YAZI: Betül ÖZYILMAZ, İstem D. AKALP, Zeynep MEYDANOĞLU
Denizyıldızı hikayesini hatırlar mısınız? Hani şu her gün sahile vuran binlerce denizyıldızından birini alıp denize geri atan ve ne değişti sorusuna “Bu yıldız için bir şey değişti” cevabını verenin hikayesi? İşte sistem dönüşümü bu değildir. Bireylerin etraflarında gördükleri bir sorun karşısında eyleme geçip “bir şey” yapması olumludur ancak o “bir şey”in ne olması gerektiğine, sahilde kalan diğer denizyıldızlarına ve ertesi gün yine karaya vuracak binlercesine hiç kafa yormaması nedeniyle hikayedeki kişi eleştirilebilir.
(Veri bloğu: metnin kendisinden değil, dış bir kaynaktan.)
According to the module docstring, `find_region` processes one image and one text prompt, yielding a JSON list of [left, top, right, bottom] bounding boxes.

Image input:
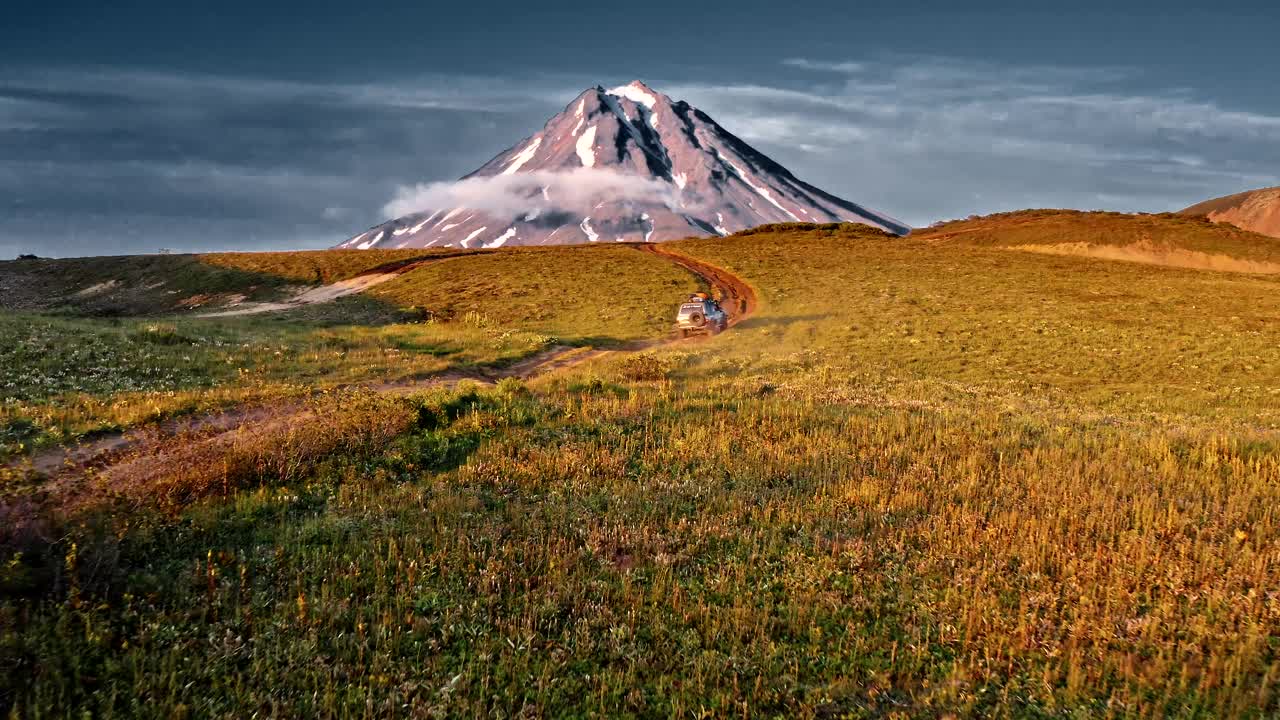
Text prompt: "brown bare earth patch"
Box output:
[[1006, 240, 1280, 274]]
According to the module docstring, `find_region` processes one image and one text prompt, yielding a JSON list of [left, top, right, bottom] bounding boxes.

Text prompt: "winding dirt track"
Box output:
[[6, 244, 756, 488], [635, 243, 757, 326]]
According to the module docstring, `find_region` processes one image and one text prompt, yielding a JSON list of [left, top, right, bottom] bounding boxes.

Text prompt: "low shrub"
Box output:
[[617, 353, 679, 381], [127, 323, 197, 346]]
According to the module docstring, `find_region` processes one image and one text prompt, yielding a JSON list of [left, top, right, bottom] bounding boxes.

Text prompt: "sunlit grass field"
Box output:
[[0, 244, 699, 460], [674, 222, 1280, 426], [0, 311, 551, 460], [915, 209, 1280, 262], [3, 217, 1279, 717], [368, 244, 701, 343], [0, 249, 452, 315]]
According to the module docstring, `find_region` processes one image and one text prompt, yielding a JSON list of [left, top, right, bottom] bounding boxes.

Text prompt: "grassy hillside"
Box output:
[[0, 249, 449, 315], [1179, 187, 1280, 241], [198, 248, 453, 283], [0, 310, 558, 461], [370, 244, 701, 343], [4, 221, 1280, 717], [1181, 187, 1279, 217], [0, 244, 698, 460], [915, 209, 1280, 265], [672, 222, 1280, 423]]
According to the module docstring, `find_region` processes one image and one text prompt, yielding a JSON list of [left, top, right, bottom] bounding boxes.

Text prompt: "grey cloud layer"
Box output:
[[384, 168, 678, 220], [0, 67, 573, 256], [3, 57, 1278, 256], [670, 57, 1280, 224]]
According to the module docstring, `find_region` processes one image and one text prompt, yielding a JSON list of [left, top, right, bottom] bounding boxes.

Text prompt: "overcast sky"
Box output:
[[4, 0, 1279, 257]]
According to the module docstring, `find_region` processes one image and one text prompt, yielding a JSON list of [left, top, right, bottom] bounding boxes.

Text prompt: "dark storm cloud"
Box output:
[[0, 68, 575, 256], [4, 1, 1280, 256], [3, 0, 1280, 255], [669, 56, 1280, 226]]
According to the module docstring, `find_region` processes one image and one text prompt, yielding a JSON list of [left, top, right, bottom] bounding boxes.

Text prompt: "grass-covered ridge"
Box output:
[[198, 248, 452, 283], [0, 249, 450, 315], [370, 243, 701, 343], [0, 243, 699, 459], [916, 209, 1280, 266], [3, 219, 1280, 716]]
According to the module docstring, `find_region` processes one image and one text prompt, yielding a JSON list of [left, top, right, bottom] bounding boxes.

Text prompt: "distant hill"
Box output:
[[0, 249, 442, 315], [914, 209, 1280, 273], [1180, 187, 1280, 239]]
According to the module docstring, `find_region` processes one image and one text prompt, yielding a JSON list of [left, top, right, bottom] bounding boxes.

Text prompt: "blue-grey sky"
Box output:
[[4, 0, 1279, 256]]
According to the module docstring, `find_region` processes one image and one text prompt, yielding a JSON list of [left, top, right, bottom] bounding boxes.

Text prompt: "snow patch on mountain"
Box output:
[[487, 227, 517, 248], [503, 138, 542, 175], [576, 125, 597, 167], [714, 212, 730, 236], [409, 212, 439, 234], [608, 82, 657, 109], [461, 226, 487, 248], [721, 156, 801, 222]]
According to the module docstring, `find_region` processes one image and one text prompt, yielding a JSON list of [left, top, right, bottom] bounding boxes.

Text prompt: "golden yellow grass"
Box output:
[[197, 248, 452, 284], [917, 209, 1280, 264], [1007, 240, 1280, 273], [5, 218, 1280, 717], [370, 243, 701, 342]]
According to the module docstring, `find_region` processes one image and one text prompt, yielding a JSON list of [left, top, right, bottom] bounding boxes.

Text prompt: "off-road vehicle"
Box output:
[[675, 292, 728, 337]]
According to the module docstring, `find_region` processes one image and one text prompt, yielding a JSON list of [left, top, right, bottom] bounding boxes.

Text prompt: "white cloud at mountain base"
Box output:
[[383, 168, 679, 220]]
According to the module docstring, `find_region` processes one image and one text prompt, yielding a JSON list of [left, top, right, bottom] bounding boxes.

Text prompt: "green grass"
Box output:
[[0, 249, 452, 316], [0, 243, 699, 459], [671, 223, 1280, 426], [0, 311, 552, 460], [917, 209, 1280, 261], [369, 244, 701, 343], [3, 219, 1280, 717]]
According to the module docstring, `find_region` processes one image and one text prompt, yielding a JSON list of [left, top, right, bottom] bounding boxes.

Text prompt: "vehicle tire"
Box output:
[[689, 312, 705, 327]]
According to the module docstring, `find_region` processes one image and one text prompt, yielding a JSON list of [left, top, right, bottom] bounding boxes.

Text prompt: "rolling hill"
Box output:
[[1180, 186, 1280, 239], [3, 213, 1280, 717], [915, 209, 1280, 272]]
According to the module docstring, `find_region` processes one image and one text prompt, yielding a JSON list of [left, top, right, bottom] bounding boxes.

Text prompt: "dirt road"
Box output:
[[6, 244, 756, 491], [635, 243, 757, 326]]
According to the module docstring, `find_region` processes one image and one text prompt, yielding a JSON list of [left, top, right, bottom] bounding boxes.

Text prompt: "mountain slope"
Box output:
[[339, 81, 908, 249], [1180, 186, 1280, 239]]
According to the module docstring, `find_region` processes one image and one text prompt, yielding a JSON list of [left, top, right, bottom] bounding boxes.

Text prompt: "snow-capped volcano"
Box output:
[[339, 81, 909, 249]]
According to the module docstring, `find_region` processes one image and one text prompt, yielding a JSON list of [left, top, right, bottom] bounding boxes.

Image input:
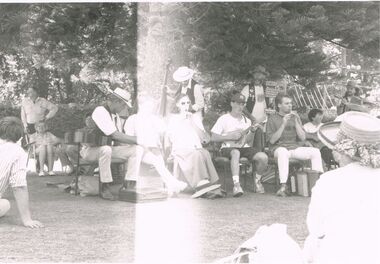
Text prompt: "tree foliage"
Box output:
[[0, 3, 137, 104], [170, 2, 379, 88]]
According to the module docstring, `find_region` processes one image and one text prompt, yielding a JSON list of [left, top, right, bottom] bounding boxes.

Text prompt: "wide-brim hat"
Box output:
[[112, 88, 132, 107], [173, 66, 194, 82], [191, 183, 221, 199], [318, 111, 380, 149]]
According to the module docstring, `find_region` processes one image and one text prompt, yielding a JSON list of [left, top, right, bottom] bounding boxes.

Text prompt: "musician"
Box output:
[[79, 88, 144, 201], [123, 94, 187, 195], [166, 94, 224, 199], [266, 92, 323, 197], [0, 117, 43, 228], [173, 66, 204, 122], [241, 65, 271, 124], [211, 93, 268, 197]]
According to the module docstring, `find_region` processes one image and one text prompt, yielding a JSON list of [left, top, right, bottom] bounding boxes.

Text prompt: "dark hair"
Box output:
[[274, 92, 291, 111], [0, 117, 24, 143], [354, 87, 362, 97], [308, 108, 323, 121]]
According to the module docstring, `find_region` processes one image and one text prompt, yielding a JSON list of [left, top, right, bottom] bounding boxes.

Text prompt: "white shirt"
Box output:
[[241, 84, 267, 123], [305, 163, 380, 263], [211, 113, 251, 148], [124, 113, 165, 148], [303, 122, 322, 134], [167, 114, 202, 151], [21, 97, 58, 125], [91, 106, 121, 136], [0, 140, 28, 197]]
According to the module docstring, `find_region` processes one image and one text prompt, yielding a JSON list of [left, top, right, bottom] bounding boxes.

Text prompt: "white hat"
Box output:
[[173, 66, 194, 82], [112, 88, 132, 107], [318, 111, 380, 149]]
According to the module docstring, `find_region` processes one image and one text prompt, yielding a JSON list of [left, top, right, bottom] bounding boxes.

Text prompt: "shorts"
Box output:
[[220, 147, 260, 160]]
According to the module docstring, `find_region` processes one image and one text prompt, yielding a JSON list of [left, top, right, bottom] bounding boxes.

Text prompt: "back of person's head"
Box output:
[[274, 92, 291, 112], [308, 108, 323, 122], [0, 117, 24, 143]]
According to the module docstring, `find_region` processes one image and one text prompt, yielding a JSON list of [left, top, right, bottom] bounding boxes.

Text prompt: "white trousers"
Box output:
[[274, 147, 324, 184], [0, 199, 10, 218], [80, 145, 144, 183]]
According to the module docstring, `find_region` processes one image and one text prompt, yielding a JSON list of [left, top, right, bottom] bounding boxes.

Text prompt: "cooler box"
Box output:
[[296, 170, 321, 197], [118, 187, 168, 203]]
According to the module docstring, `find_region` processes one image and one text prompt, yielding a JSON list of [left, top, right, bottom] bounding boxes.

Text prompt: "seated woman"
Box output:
[[166, 94, 224, 199], [303, 109, 335, 170]]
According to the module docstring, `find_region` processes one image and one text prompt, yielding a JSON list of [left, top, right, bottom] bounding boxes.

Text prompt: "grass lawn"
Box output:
[[0, 172, 310, 263]]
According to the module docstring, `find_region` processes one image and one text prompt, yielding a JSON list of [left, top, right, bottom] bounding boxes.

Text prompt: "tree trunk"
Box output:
[[61, 69, 75, 103], [137, 3, 190, 114]]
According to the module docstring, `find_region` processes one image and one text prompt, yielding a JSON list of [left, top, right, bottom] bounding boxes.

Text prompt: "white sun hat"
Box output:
[[112, 87, 132, 107], [173, 66, 194, 82]]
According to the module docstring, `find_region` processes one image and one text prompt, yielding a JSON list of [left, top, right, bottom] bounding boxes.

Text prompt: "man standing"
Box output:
[[173, 66, 205, 124], [241, 65, 270, 124], [211, 93, 268, 197], [80, 88, 144, 201], [0, 117, 43, 228], [266, 92, 323, 197]]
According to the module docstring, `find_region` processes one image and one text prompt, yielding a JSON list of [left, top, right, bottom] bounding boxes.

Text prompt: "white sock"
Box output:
[[256, 174, 262, 182], [232, 175, 239, 184]]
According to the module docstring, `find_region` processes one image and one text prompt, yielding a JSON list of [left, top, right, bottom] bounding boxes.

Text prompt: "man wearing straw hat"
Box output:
[[79, 88, 144, 200], [173, 66, 205, 124], [303, 111, 380, 263]]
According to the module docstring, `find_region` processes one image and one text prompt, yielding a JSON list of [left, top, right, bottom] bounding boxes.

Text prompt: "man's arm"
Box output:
[[211, 131, 243, 142], [294, 114, 306, 141], [20, 105, 27, 129], [13, 186, 43, 228], [44, 100, 59, 120], [192, 84, 205, 112], [110, 131, 137, 145]]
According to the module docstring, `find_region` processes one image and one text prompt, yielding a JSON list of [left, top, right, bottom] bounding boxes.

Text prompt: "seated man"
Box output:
[[79, 88, 145, 201], [123, 94, 187, 195], [0, 117, 43, 228], [266, 93, 323, 197], [211, 93, 268, 197], [303, 109, 335, 170]]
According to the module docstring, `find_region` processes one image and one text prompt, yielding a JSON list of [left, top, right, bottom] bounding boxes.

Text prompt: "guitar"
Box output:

Sistem dönüşümü, ulaşılmak istenen hedefi gerçekleştirmek için sistemi etkileyen ve onu oluşturan yapıtaşları arasındaki ilişkileri tanımlayarak, onları sürece aktif bir şekilde dahil ederek; politika, değerler, tutum ve davranışlar, ilişkiler ve güç dinamikleri seviyesinde kalıcı dönüşüm sağlamayı hedefler. Yani kafayı kaldırıp “bu denizyıldızları neden sahile vuruyor” sorusunu açıklıkla ve olası önyargılarımızın farkında olarak sormak, sorunun kaynağını ve dinamiklerini anladıktan sonra ilgili paydaşlara ve eldeki kaynaklara bakıp en uygun eylem planını çıkarmak, uygulamaktır. Hatta o özene bezene yaptığımız müdahaleye bile eleştirel yaklaşabilmek ve gerekiyorsa değişiklik yapıp yeniden müdahale etmektir…
Sistem Dönüştürmek Zor Zanaat
Peki sistemleri dönüştürmek neden bu kadar zor? Sonuçta insan eliyle yarattığımız ve devamlılığına sebep olduğumuz toplumsal sorunları yine insan eliyle çözebiliyor olmamız gerekmez mi?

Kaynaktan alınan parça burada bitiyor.